Dampak Kebijakan Impor Beras
Indonesia telah melakukan impor beras selama beberapa tahun terakhir. Namun, pada tahun 2025, Menteri Perdagangan Budi Santoso memutuskan untuk tidak memberikan izin impor beras konsumsi. Keputusan ini diambil sebagai upaya untuk mendorong penyerapan beras produksi petani dalam negeri dan meningkatkan swasembada beras.
Askolani menambahkan, "Pada 2025 kuota itu tidak diberikan lagi, sehingga dari sisi kepabeanan tidak ada bea masuk karena tidak melakukan importasi baru di 2025." Dengan demikian, hilangnya pendapatan dari bea masuk impor beras memberikan kontribusi signifikan terhadap penurunan penerimaan secara keseluruhan.
Kebijakan ini, meskipun bertujuan baik untuk mendukung petani lokal, berdampak langsung pada penerimaan negara dari sektor kepabeanan. Pemerintah perlu mempertimbangkan strategi alternatif untuk menjaga keseimbangan antara dukungan petani dan pendapatan negara.
Insentif Kendaraan Listrik dan Penerimaan Negara
Selain dampak dari kebijakan impor beras, penurunan penerimaan bea masuk juga disebabkan oleh insentif pemerintah untuk kendaraan bermotor berbasis listrik. Dengan adanya kebijakan ini, tarif bea masuk untuk kendaraan listrik menjadi Rp0.
Meskipun kebijakan ini bertujuan untuk mendorong penggunaan kendaraan ramah lingkungan, hal ini turut mengurangi penerimaan negara dari sektor kepabeanan. Pemerintah perlu mempertimbangkan mekanisme lain untuk mendukung industri kendaraan listrik tanpa mengorbankan pendapatan negara secara signifikan.
Pemerintah perlu melakukan evaluasi menyeluruh terhadap dampak kebijakan ini terhadap penerimaan negara dan mencari solusi yang lebih berkelanjutan untuk mencapai target pendapatan APBN.
Bea Keluar dan Cukai: Kinerja Positif di Tengah Penurunan Bea Masuk
Meskipun penerimaan bea masuk mengalami penurunan, penerimaan dari bea keluar justru menunjukkan peningkatan yang signifikan. Hingga Maret 2025, penerimaan bea keluar mencapai Rp8,8 triliun, tumbuh 110,6 persen (yoy). Peningkatan ini terutama didorong oleh bea keluar produk sawit dan konsentrat tembaga.

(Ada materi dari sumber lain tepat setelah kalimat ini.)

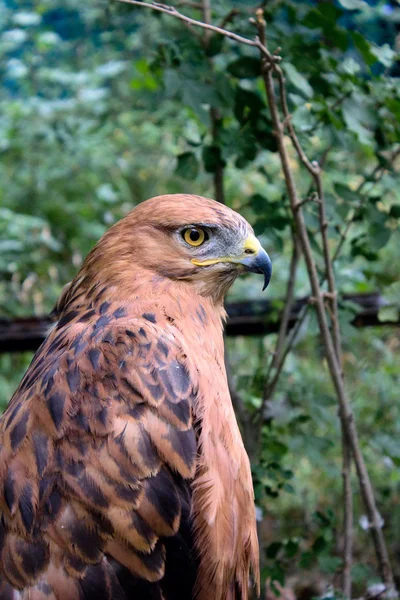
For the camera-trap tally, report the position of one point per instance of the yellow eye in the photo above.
(195, 236)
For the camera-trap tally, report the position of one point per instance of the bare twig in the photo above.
(229, 17)
(367, 492)
(374, 176)
(277, 363)
(347, 514)
(171, 11)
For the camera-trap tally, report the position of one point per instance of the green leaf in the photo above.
(346, 193)
(384, 54)
(353, 4)
(395, 211)
(298, 80)
(389, 314)
(359, 118)
(245, 67)
(212, 158)
(364, 47)
(188, 166)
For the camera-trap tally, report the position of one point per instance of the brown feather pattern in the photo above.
(122, 434)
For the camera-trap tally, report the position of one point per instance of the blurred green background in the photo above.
(104, 105)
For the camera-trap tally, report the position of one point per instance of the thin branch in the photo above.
(268, 70)
(277, 363)
(196, 5)
(229, 17)
(347, 514)
(171, 11)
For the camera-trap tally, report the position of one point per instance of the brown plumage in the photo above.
(123, 473)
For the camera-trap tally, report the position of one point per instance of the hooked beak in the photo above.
(254, 259)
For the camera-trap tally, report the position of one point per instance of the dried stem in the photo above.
(172, 12)
(277, 363)
(330, 343)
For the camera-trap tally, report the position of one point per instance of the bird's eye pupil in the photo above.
(194, 235)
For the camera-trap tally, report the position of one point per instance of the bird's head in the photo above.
(186, 238)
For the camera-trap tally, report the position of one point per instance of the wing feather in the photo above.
(95, 447)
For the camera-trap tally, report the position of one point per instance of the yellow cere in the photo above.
(251, 246)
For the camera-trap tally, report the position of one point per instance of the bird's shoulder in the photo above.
(97, 449)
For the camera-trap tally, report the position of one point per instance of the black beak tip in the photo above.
(261, 263)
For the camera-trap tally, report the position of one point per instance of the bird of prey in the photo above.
(122, 470)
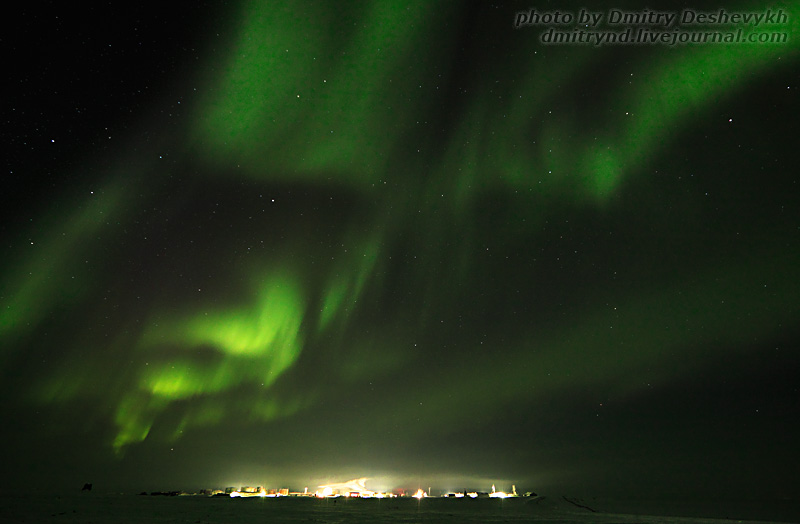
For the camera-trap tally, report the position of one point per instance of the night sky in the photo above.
(287, 244)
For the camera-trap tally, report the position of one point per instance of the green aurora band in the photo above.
(336, 110)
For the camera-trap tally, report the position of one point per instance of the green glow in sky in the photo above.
(341, 105)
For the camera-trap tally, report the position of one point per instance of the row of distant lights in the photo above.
(328, 493)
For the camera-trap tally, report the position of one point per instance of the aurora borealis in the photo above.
(402, 240)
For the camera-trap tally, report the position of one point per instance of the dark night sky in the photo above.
(297, 243)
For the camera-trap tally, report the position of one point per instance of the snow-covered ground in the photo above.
(97, 508)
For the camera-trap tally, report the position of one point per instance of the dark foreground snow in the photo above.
(95, 508)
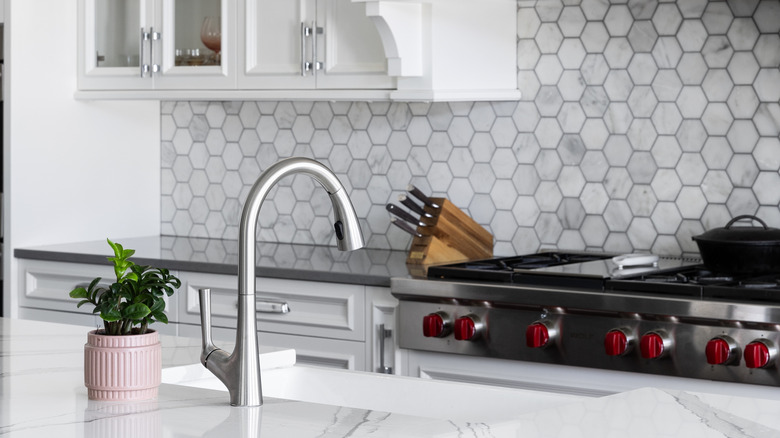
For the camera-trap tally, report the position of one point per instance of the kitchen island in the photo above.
(41, 381)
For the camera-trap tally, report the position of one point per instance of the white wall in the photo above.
(74, 170)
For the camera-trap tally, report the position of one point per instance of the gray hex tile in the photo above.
(572, 21)
(641, 166)
(767, 153)
(716, 186)
(618, 20)
(767, 17)
(691, 202)
(717, 18)
(743, 34)
(742, 201)
(742, 136)
(691, 102)
(641, 200)
(666, 185)
(743, 68)
(767, 84)
(548, 133)
(716, 152)
(594, 37)
(717, 118)
(691, 135)
(766, 51)
(717, 51)
(548, 196)
(667, 118)
(525, 211)
(642, 69)
(666, 151)
(765, 188)
(618, 150)
(549, 38)
(742, 170)
(642, 36)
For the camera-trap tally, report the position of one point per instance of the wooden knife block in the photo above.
(450, 236)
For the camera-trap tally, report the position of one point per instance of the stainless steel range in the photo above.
(659, 316)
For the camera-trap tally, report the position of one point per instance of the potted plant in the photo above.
(123, 360)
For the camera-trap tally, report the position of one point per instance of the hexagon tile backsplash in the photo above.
(642, 124)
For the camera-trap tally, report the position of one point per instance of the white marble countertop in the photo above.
(42, 395)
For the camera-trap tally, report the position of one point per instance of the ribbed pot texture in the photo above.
(122, 367)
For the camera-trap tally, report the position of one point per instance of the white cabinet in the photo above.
(308, 44)
(156, 45)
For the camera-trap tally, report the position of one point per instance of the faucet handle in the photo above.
(208, 347)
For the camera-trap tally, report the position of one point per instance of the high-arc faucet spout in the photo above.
(240, 371)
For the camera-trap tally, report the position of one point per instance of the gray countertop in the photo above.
(372, 267)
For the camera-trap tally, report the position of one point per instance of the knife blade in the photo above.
(411, 205)
(414, 191)
(403, 214)
(404, 226)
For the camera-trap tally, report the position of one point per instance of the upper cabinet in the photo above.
(157, 44)
(298, 49)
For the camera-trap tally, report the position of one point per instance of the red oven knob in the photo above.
(760, 354)
(721, 350)
(467, 328)
(436, 325)
(655, 345)
(617, 342)
(540, 334)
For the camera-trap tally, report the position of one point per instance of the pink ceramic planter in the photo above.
(122, 367)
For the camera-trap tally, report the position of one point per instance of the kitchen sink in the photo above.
(386, 393)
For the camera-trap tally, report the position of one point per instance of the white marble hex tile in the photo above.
(548, 133)
(642, 36)
(692, 35)
(765, 188)
(641, 200)
(594, 165)
(527, 54)
(594, 101)
(742, 200)
(618, 20)
(667, 52)
(767, 17)
(717, 18)
(691, 202)
(666, 151)
(717, 51)
(767, 84)
(525, 149)
(692, 68)
(742, 170)
(691, 102)
(618, 150)
(743, 68)
(742, 136)
(572, 21)
(617, 215)
(618, 182)
(691, 168)
(743, 33)
(767, 119)
(766, 51)
(667, 85)
(667, 118)
(691, 135)
(641, 134)
(767, 153)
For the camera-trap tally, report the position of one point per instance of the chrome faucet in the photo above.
(240, 371)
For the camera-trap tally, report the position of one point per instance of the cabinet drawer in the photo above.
(46, 285)
(323, 310)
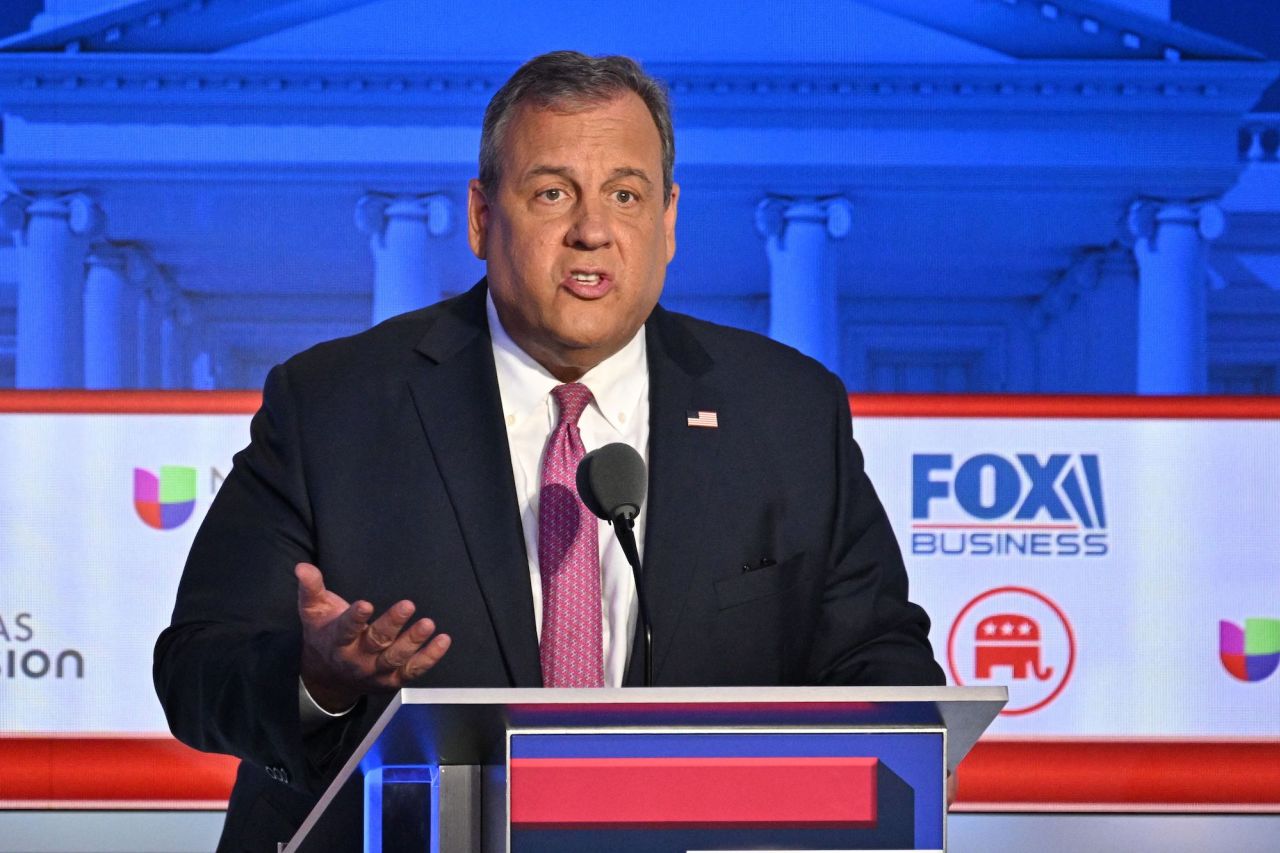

Penerimaan cukai juga tercatat positif, mencapai Rp57,4 triliun atau tumbuh 5,3 persen (yoy). Meskipun ada penurunan produksi pada periode November 2024 hingga Januari 2025, pelunasan maju sebesar Rp4,6 triliun membantu menjaga pertumbuhan penerimaan cukai.
Secara keseluruhan, penerimaan kepabeanan dan cukai pada Maret 2025 mencapai Rp77,5 triliun, atau 25,6 persen dari target APBN. Angka ini berkontribusi pada pendapatan negara sebesar Rp615,1 triliun, setara 17,2 persen dari target APBN. Penerimaan pajak dan PNBP juga memberikan kontribusi signifikan terhadap pendapatan negara.
Meskipun terdapat tantangan dalam penerimaan bea masuk, kinerja positif dari bea keluar dan cukai membantu menjaga pendapatan negara secara keseluruhan. Pemerintah perlu terus melakukan evaluasi dan penyesuaian kebijakan untuk memastikan target pendapatan APBN tetap tercapai.